Morningstar | Enterprise’s 4Q Continues to Break Records; Announces $2 Billion Buyback
Enterprise Products Partners reported another set of record results and announced a $2 billion unit buyback program, which we see as supporting our Exemplary stewardship rating, given the partnership’s deep undervaluation. The buyback has no set time frame and will be more opportunistic, as Enterprise bought back 1.2 million units in the fourth quarter at under $23 a unit, than systematic. We don’t expect material changes to our $35.50 fair value estimate or wide moat rating. Overall results benefited from strong volumes across natural gas liquids, gas, and oil, and just about every business unit contributed. For the quarter, adjusted EBITDA and distributable cash flow increased to $1.9 billion and $1.6 billion, respectively, from $1.5 billion and $1.3 billion, contributing to record annual results.
We continue to believe that investor apathy toward the master limited partnership structure and misplaced concerns over the effect of oil prices on its income stream are holding back Enterprise’s units. Enterprise has a bright fundamental outlook as we expect U.S. volumes across all three hydrocarbons to increase significantly over the next few years, earning Enterprise a fee for every barrel moved. This shift is a far more important driver of the business than its spread-based marketing efforts, which depends on differentials versus the absolute level of oil, gas, and NGL prices.
With $6 billion in annual distributable cash flow, the partnership actually achieved its goal of self-funding the equity portion of its growth capital expenditures a year early, and it is now positioned to do the same in 2019. Assuming a repeat performance of at least $6 billion in distributable cash flow in 2019, which we expect to occur, given net capital spending plans of around $2.5 billion to $3 billion, free cash flow (a metric Enterprise is now highlighting to appeal to more generalist investors) will be $3 billion-plus, up from 2018’s $2 billion.
The major driver for the quarter and year was, quite simply, volumes. For the quarter, NGL, crude, and petrochemical volumes increased 10%, natural gas and fractionation volumes 9%, and processing volumes improved 16%. The growth is from a combination of new projects in service and an ongoing recovery in others, such as natural gas volumes in Texas. Enterprise has another $6.7 billion of projects on deck stretching out to 2020, supporting ongoing growth.
Another significant driver was the wider differentials, which Enterprise’s marketing unit was able to capture, generating an incremental $400 million in EBITDA. While Permian spreads have collapsed recently, removing that profit pool, we think there are still incremental opportunities to be exploited by taking advantage of export spreads, whether it be oil, ethane, LPG spreads for international markets, or simple differentials available because of Enterprise’s newly started-up propane dehydrogenation facility.

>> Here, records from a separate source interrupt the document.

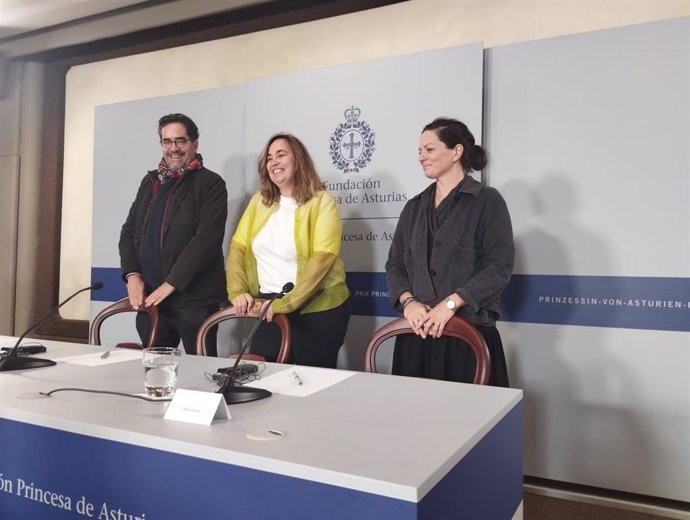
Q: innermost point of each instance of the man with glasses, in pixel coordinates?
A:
(171, 245)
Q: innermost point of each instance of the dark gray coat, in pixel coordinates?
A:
(472, 254)
(192, 236)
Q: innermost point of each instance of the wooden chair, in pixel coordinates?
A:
(118, 307)
(456, 328)
(228, 313)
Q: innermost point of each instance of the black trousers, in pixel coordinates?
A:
(177, 323)
(316, 337)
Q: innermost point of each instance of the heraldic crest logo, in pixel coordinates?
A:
(352, 143)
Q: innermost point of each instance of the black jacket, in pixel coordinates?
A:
(192, 236)
(472, 255)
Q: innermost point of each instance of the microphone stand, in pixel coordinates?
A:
(15, 362)
(244, 394)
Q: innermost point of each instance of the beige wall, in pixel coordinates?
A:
(397, 29)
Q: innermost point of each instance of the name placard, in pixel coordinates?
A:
(197, 407)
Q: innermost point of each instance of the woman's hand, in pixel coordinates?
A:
(243, 303)
(438, 317)
(269, 312)
(135, 291)
(415, 312)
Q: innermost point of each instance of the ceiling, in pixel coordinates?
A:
(33, 26)
(22, 16)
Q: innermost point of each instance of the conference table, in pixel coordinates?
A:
(354, 446)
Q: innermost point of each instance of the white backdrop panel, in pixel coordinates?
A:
(397, 97)
(589, 140)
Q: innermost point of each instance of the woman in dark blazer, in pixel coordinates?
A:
(452, 253)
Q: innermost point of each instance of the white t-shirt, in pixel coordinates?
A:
(274, 248)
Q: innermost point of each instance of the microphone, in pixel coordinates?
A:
(243, 394)
(14, 362)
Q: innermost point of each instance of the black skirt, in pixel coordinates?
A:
(448, 359)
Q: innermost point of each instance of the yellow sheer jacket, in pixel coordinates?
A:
(320, 284)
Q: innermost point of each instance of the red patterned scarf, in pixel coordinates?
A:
(165, 173)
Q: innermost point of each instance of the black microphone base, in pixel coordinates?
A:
(23, 363)
(243, 394)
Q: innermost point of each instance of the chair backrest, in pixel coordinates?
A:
(228, 313)
(457, 328)
(123, 305)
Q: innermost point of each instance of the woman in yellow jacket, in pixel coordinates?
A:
(290, 232)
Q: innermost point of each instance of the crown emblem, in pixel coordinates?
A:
(352, 114)
(352, 143)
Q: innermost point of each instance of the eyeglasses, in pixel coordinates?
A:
(179, 142)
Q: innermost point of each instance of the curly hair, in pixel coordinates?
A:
(306, 181)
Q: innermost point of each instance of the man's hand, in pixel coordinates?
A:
(160, 294)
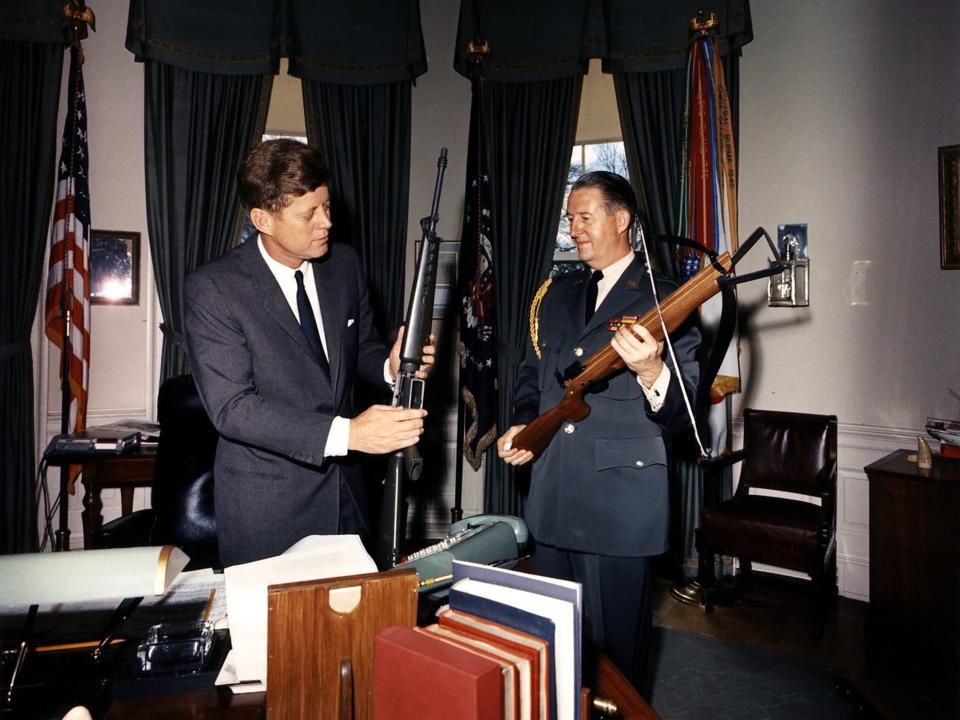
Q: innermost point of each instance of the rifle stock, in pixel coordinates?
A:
(409, 389)
(605, 362)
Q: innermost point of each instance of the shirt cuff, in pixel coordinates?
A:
(338, 439)
(657, 392)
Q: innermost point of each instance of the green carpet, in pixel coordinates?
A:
(700, 678)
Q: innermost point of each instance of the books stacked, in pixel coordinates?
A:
(507, 647)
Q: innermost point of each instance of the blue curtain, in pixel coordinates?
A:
(29, 96)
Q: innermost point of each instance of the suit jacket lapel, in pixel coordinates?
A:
(333, 314)
(273, 301)
(621, 296)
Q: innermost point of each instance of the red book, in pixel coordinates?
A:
(418, 677)
(513, 681)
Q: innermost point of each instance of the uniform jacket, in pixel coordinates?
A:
(601, 484)
(270, 400)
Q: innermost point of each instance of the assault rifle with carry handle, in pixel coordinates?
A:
(409, 389)
(582, 377)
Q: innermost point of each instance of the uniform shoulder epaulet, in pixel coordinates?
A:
(535, 315)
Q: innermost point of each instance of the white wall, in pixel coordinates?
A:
(124, 343)
(842, 108)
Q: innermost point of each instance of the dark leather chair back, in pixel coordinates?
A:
(182, 494)
(792, 452)
(787, 451)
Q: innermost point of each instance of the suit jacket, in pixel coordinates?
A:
(601, 484)
(270, 400)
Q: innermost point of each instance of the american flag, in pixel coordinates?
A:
(68, 280)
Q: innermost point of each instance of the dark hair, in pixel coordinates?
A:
(276, 171)
(616, 190)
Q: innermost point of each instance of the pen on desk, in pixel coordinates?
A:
(209, 607)
(434, 581)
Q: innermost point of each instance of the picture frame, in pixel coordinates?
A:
(949, 164)
(114, 267)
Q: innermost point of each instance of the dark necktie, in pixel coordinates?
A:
(308, 323)
(591, 303)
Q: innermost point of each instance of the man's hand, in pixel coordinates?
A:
(426, 360)
(640, 351)
(510, 454)
(382, 429)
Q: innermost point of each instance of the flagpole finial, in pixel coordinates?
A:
(477, 49)
(702, 23)
(77, 16)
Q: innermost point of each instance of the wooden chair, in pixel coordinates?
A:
(181, 511)
(786, 452)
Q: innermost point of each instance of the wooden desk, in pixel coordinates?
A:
(126, 472)
(914, 564)
(221, 704)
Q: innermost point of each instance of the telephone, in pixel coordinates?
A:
(487, 539)
(518, 525)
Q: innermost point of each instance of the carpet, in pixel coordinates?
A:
(701, 678)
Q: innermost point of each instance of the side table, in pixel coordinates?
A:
(126, 472)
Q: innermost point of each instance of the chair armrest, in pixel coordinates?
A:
(711, 465)
(712, 469)
(133, 530)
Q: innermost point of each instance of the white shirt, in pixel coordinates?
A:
(338, 438)
(657, 392)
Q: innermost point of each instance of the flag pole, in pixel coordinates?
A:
(62, 537)
(77, 16)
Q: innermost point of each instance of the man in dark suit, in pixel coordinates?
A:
(277, 330)
(598, 503)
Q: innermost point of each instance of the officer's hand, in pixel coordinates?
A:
(510, 454)
(640, 351)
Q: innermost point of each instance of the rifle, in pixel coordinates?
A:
(581, 377)
(409, 389)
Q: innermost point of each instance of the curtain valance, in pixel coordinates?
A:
(361, 42)
(36, 21)
(653, 34)
(540, 40)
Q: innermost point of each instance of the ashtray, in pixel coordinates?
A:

This ability will improve further once its isobutene dehydrogenation plant opens in the fourth quarter of 2019. Both plants will provide Enterprise with the ability to use cheap propane or butane to refine to higher-value purity products if profitable exporting opportunities are not available. Although, Enterprise is certainly pursuing ongoing export opportunities as well, with an ethylene export terminal under construction and is expanding its LPG export capacity.
From a permitting perspective, the recent government shutdown meant that Enterprise couldn’t submit its recent permit for its offshore export terminal, which will eventually be able to load a very large crude carrier (which carries 2 million barrels) a day, a significant advantage. With the reopening, the permit has now been submitted. The recent announcement by CME to launch a new West Texas Intermediate Houston crude future contract with three delivery points on Enterprise’s system will improve price transparency and make it easier to obtain volumes for the terminal.